Economists predict that there will be a 25 basis point rate cut in the next three meetings, with two more cuts expected by the end of next year. Financial markets, on the other hand, have been slightly more aggressive, recently increasing bets on a 50 basis point rate cut in December.

Centeno, the governor of the Bank of Portugal and one of the ECB's most dovish officials, said: "We have been delaying the recovery, and downside risks are emerging. This could be a good definition of being behind the curve."

He believes that the eurozone faces the risk of falling into a vicious cycle of economic deterioration.

He added: "The worst part is that the downside risks are all policy-induced. The risk we face is that the decline in the economy and inflation will exceed what is needed."

ECB President Christine Lagarde noted last week that the downside risks to the consumer price outlook may be greater than the upside risks, but some of her colleagues have questioned this. Austrian central bank governor Robert Holzmann said he remains concerned that inflation could be stronger than expected.In another interview, he said: "Of course, there are also downside risks—although I haven't seen enough downside risks to conclude that this risk is dominant. I believe that in the Management Committee, the view that tends towards downside risks is still a minority opinion."

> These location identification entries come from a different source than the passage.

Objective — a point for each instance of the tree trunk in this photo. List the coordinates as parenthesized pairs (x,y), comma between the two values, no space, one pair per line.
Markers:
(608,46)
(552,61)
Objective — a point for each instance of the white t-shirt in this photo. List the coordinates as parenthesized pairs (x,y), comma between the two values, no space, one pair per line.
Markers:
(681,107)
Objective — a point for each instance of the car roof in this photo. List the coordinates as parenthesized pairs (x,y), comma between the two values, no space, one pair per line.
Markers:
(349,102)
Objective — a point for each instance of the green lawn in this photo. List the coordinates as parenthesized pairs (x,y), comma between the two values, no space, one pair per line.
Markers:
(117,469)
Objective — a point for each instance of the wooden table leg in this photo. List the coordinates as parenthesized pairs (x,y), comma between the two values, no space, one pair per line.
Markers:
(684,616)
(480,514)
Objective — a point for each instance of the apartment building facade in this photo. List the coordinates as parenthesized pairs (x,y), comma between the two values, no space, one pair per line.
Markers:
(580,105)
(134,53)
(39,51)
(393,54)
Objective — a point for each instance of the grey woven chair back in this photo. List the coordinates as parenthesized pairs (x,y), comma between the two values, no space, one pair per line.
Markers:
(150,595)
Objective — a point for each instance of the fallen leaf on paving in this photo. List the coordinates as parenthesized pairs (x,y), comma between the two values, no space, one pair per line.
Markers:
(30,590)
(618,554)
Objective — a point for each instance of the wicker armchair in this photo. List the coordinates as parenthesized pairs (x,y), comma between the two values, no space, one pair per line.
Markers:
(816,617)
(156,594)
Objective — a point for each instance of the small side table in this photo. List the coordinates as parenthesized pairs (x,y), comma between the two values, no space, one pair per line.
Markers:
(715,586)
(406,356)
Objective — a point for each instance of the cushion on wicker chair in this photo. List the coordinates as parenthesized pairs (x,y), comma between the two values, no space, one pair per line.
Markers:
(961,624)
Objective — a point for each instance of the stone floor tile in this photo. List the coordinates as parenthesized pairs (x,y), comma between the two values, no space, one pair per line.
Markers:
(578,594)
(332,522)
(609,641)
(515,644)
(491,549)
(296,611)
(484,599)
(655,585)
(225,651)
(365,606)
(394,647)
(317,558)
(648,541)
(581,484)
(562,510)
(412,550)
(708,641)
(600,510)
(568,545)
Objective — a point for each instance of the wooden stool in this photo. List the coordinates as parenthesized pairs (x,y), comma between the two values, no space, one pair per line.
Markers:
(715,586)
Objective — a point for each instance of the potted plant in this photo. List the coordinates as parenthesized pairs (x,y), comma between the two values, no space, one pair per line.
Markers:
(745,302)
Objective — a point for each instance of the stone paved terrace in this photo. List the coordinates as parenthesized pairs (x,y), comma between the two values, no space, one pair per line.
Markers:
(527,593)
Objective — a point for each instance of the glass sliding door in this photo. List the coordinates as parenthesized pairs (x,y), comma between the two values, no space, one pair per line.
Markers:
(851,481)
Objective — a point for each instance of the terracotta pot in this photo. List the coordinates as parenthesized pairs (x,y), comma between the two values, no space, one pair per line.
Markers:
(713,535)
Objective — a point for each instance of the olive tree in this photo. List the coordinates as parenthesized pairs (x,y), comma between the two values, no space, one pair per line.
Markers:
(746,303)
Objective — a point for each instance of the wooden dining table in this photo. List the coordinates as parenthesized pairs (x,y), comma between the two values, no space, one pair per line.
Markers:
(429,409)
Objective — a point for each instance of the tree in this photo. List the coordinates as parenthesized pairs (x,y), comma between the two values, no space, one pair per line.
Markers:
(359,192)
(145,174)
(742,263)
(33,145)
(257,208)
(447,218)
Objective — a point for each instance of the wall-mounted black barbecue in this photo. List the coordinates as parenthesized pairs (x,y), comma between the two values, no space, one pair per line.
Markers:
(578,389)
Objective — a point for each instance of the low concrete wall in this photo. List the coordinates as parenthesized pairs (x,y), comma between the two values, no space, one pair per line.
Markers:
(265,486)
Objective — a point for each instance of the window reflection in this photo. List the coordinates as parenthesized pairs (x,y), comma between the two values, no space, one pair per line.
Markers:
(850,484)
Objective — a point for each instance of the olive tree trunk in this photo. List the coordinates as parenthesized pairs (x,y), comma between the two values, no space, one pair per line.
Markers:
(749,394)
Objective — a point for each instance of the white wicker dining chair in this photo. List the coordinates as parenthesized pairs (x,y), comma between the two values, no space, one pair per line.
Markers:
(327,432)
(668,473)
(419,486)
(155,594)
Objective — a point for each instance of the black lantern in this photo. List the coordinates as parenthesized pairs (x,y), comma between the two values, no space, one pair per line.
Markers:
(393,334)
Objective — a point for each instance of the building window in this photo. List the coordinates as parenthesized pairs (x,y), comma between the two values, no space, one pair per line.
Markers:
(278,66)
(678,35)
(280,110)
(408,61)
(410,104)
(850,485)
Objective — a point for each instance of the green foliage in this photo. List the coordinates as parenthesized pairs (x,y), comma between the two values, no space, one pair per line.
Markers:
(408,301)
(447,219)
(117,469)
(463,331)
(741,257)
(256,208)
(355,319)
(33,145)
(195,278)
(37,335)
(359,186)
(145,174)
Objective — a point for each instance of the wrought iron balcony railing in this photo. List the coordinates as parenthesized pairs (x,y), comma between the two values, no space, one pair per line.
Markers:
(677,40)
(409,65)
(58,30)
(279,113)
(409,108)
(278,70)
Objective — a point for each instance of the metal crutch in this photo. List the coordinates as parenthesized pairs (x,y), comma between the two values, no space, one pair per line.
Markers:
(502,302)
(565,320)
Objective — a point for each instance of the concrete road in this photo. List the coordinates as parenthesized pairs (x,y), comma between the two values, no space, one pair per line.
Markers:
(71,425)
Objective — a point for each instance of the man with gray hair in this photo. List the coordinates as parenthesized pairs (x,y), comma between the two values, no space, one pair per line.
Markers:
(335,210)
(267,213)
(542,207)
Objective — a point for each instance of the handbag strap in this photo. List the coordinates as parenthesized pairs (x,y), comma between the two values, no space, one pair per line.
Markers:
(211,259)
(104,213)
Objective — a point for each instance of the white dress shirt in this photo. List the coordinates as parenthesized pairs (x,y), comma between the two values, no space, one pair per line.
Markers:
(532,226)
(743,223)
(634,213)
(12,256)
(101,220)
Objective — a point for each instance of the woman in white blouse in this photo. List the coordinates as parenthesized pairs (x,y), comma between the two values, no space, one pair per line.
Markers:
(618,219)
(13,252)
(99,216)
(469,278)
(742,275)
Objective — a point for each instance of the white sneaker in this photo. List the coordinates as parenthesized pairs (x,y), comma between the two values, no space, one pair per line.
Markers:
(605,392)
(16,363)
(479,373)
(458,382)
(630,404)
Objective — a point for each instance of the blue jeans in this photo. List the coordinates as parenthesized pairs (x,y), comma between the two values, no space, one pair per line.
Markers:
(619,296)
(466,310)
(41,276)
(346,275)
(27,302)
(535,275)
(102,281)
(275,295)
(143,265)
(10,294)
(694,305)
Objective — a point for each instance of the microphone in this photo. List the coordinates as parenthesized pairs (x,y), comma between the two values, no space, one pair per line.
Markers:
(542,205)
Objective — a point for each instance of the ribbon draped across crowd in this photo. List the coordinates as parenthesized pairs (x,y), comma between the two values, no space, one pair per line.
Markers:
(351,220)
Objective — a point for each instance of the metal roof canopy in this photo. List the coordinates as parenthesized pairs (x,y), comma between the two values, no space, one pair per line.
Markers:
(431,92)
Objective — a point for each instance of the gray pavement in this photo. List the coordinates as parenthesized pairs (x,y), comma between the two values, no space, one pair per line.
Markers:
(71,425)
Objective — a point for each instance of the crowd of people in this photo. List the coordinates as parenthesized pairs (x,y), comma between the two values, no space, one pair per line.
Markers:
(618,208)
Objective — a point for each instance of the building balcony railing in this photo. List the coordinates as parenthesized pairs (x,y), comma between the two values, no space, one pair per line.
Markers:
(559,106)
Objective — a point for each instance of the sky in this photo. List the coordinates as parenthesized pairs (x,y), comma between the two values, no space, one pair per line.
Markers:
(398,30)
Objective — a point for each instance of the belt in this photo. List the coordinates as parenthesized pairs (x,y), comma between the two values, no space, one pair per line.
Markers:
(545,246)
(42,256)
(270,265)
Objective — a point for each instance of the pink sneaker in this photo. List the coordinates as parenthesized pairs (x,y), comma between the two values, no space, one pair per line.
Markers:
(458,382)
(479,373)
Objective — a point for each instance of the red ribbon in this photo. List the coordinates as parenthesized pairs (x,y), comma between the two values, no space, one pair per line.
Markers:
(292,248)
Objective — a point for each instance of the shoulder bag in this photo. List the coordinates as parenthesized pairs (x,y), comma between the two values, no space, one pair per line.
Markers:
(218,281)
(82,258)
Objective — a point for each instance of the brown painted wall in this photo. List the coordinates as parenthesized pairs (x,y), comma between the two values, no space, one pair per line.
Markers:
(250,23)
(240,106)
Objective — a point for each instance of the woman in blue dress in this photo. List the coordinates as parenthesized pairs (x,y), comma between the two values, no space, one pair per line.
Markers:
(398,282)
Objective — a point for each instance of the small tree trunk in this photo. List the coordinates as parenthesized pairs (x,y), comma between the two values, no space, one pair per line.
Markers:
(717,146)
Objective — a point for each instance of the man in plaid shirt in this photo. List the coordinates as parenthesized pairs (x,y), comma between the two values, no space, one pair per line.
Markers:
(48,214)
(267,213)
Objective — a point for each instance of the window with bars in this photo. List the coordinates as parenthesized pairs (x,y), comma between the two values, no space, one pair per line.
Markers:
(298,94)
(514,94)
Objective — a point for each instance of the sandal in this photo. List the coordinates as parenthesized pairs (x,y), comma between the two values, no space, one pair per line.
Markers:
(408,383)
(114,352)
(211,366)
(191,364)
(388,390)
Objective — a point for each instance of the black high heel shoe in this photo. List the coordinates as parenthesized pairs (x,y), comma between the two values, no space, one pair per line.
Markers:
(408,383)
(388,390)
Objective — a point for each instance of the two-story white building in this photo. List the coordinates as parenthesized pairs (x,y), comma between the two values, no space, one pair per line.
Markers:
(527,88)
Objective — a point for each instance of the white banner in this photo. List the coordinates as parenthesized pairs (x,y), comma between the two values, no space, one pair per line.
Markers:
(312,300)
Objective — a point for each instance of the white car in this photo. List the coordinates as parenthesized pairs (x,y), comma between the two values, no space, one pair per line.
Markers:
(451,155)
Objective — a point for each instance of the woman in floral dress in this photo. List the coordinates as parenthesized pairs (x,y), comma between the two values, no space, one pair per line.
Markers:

Centeno believes that the European Central Bank expects inflation to rebound weaker than expected in the coming months, hardly exceeding 2%. After that, he thinks price pressures will remain below that level "for a long time."

He said: "Our (policy) needs to reach neutrality as soon as possible. The labor market provides the highest employment rate and the highest wages in history, and the economy has not grown for nine quarters; there is not much time left for this tension."

He finally added, "Whether we need to be below the neutral level, we don't know yet."